Artikel 11 Subsidiebedrag Lid 1 Het Comité van Toezicht neemt alleen een besluit over de gevraagde EFRO bijdrage, niet over eventuele bijdragen van andere co-financiers. Lid 3 Indien sprake is van staatssteun dan mag het totaal aan publieke steun (EFRO plus andere overheidsbijdragen) niet meer bedragen dan het maximum zoals gesteld in de van toepassing zijnde vrijstelling op basis waarvan de steun geoorloofd is.

Artikel 13 Indienen aanvraag Voor het indienen van een aanvraag is een elektronisch systeem ontwikkeld. Het systeem voldoet aan de eisen van verordening 1303/2013, met name de eisen in artikel 122, derde lid, dat de uitwisseling van alle informatie tussen de subsidieontvanger en de Managementautoriteit, certificeringsautoriteit en auditautoriteit door middel van elektronische systemen voor gegevensuitwisseling kan plaatsvinden. Aanvragen worden alleen in behandeling genomen als gebruik wordt gemaakt van dit systeem.

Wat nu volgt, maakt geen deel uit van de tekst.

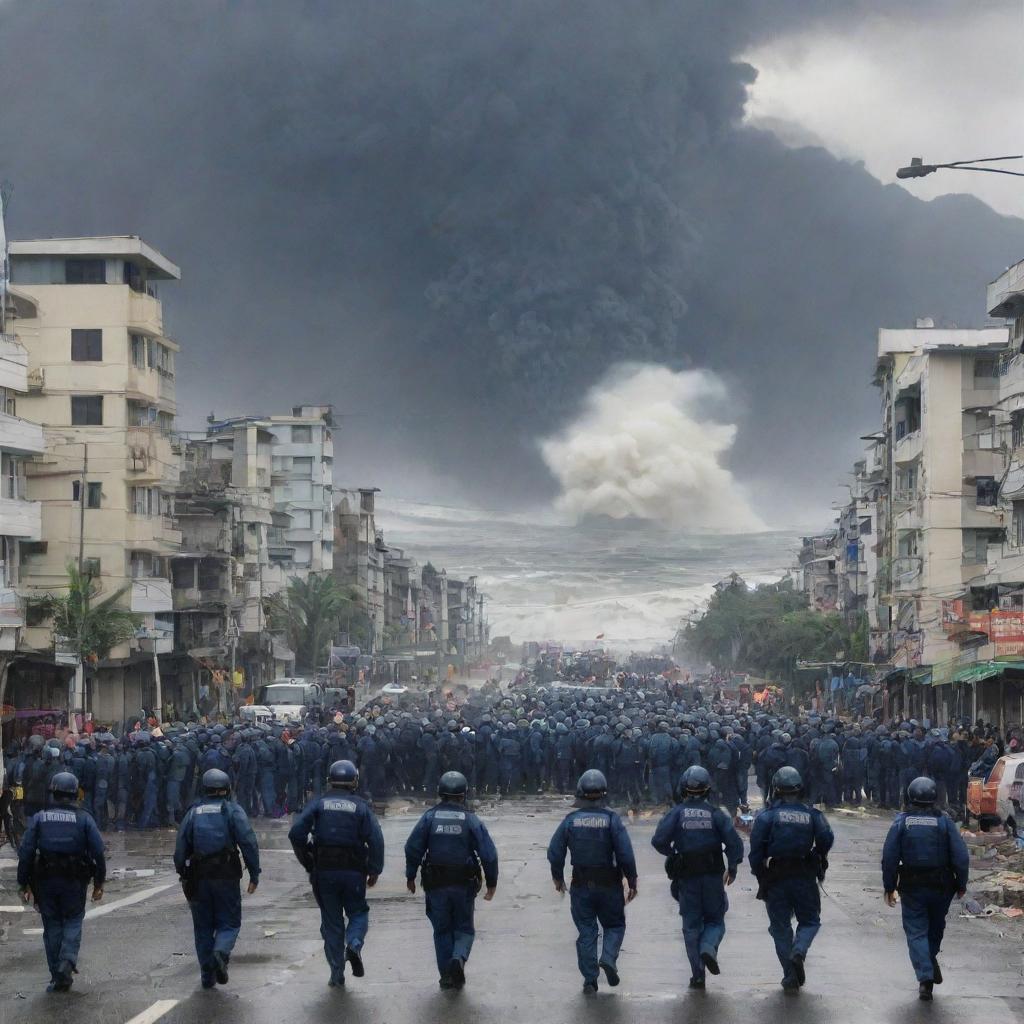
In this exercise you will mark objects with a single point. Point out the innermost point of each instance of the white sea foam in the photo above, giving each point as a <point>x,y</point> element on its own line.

Artikel 16 Betaling en bevoorschotting In artikel 132 van verordening 1303/2013 is bepaald dat de Managementautoriteit uiterlijk 90 dagen na het indienen van de betalingsaanvraag van de begunstigde betaalt. Dit betreft de betaling van voorschotten op de subsidie op basis van de door de begunstigde gedeclareerde kosten. Op deze termijn is het voorbehoud gemaakt van beschikbaarheid van financiering vanuit EFRO. Indien meerdere betalingsaanvragen gelijktijdig worden ingediend en er zijn onvoldoende financiële middelen beschikbaar uit het EFRO, gaat betaling aan MKB-ondernemingen voor op betaling aan overige subsidieontvangers. De bepaling laat onverlet de bevoegdheid van de Managementautoriteit de betalingstermijn op te schorten wegens onder andere gebrek aan gegevens om de betalingsaanvraag te beoordelen, conform artikel 132, tweede lid van verordening 1303/2013. De bepaling laat onverlet om eerder dan 90 dagen uit te betalen, waarbij spoedige betaling een expliciet doel van de Nederlandse overheid is.

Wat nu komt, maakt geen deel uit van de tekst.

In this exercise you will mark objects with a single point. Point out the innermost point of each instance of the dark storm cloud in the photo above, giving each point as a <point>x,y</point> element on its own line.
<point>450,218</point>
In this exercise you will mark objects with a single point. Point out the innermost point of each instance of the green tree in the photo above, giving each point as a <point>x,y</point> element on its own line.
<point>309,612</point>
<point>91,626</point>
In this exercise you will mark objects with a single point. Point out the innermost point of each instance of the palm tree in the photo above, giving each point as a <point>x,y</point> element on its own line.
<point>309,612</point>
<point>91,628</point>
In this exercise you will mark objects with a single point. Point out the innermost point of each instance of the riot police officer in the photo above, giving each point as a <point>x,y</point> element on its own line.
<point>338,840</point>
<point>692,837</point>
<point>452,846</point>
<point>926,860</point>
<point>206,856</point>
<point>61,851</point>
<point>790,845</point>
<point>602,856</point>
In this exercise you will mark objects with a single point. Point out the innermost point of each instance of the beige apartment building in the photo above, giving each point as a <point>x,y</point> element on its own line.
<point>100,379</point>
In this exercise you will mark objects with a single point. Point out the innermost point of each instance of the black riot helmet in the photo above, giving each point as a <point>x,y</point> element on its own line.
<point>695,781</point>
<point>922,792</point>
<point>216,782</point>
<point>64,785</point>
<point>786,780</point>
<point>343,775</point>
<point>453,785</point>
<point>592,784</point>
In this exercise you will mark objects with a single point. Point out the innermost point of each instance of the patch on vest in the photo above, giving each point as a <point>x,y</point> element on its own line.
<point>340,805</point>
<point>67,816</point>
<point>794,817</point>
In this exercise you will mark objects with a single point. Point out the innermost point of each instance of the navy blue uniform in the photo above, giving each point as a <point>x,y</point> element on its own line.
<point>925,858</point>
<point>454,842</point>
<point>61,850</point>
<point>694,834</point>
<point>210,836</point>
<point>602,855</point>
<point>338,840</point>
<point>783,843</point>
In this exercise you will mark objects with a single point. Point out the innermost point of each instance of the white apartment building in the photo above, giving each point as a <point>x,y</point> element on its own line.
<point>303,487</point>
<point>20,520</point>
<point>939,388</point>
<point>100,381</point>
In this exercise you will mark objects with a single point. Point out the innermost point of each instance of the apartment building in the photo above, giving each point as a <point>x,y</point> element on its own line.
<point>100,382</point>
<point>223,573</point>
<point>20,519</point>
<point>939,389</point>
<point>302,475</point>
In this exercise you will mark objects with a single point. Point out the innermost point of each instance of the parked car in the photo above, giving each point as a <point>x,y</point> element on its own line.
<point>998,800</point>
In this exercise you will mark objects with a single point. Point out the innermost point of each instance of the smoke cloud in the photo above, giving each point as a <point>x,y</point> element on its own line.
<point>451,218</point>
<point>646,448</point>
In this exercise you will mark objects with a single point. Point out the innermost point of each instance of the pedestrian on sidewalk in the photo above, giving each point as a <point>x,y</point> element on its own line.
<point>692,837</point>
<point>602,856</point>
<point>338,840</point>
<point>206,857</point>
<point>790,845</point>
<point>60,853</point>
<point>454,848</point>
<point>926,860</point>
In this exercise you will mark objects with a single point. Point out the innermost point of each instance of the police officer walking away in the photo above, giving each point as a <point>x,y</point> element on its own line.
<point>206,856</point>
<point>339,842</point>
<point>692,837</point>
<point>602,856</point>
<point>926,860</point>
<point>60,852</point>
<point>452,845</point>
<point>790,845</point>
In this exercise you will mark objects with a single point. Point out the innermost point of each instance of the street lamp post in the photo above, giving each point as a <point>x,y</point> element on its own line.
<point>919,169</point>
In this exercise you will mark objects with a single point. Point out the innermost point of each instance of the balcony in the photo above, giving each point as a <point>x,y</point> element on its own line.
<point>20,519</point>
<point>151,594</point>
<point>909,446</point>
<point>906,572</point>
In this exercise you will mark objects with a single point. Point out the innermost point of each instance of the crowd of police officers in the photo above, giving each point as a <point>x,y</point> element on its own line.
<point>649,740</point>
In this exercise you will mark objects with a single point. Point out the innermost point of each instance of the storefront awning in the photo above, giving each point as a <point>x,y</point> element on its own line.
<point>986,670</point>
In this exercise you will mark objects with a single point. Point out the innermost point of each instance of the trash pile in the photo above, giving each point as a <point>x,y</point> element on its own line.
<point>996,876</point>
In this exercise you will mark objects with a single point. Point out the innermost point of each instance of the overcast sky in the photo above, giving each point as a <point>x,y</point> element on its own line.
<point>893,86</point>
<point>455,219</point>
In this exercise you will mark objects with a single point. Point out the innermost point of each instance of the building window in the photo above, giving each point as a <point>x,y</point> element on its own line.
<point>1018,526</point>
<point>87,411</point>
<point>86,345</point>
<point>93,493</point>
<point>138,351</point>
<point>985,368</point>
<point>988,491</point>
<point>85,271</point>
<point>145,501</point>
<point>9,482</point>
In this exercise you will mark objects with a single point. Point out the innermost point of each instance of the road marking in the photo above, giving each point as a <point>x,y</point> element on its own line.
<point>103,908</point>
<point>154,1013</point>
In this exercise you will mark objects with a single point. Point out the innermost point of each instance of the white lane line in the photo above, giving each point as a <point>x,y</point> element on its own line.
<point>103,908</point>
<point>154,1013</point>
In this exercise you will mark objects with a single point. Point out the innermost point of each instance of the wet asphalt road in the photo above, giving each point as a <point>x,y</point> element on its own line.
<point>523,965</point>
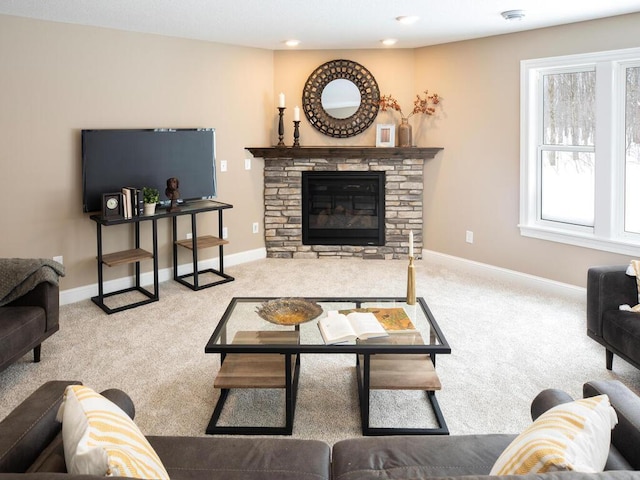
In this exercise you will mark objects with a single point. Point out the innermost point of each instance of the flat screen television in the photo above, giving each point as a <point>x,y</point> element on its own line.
<point>112,159</point>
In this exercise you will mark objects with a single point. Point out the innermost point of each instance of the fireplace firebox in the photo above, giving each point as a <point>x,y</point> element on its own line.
<point>343,208</point>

Artikel 17 Vaststelling Lid 2 Projectcontroles door de auditautoriteit kunnen leiden tot een lagere subsidievaststelling. Indien de vaststellingsbeschikking door de MA wordt verleend voordat de laatste controle door de auditautoriteit heeft plaatsgevonden, wordt dit voorbehoud duidelijk aan de subsidieontvanger gecommuniceerd.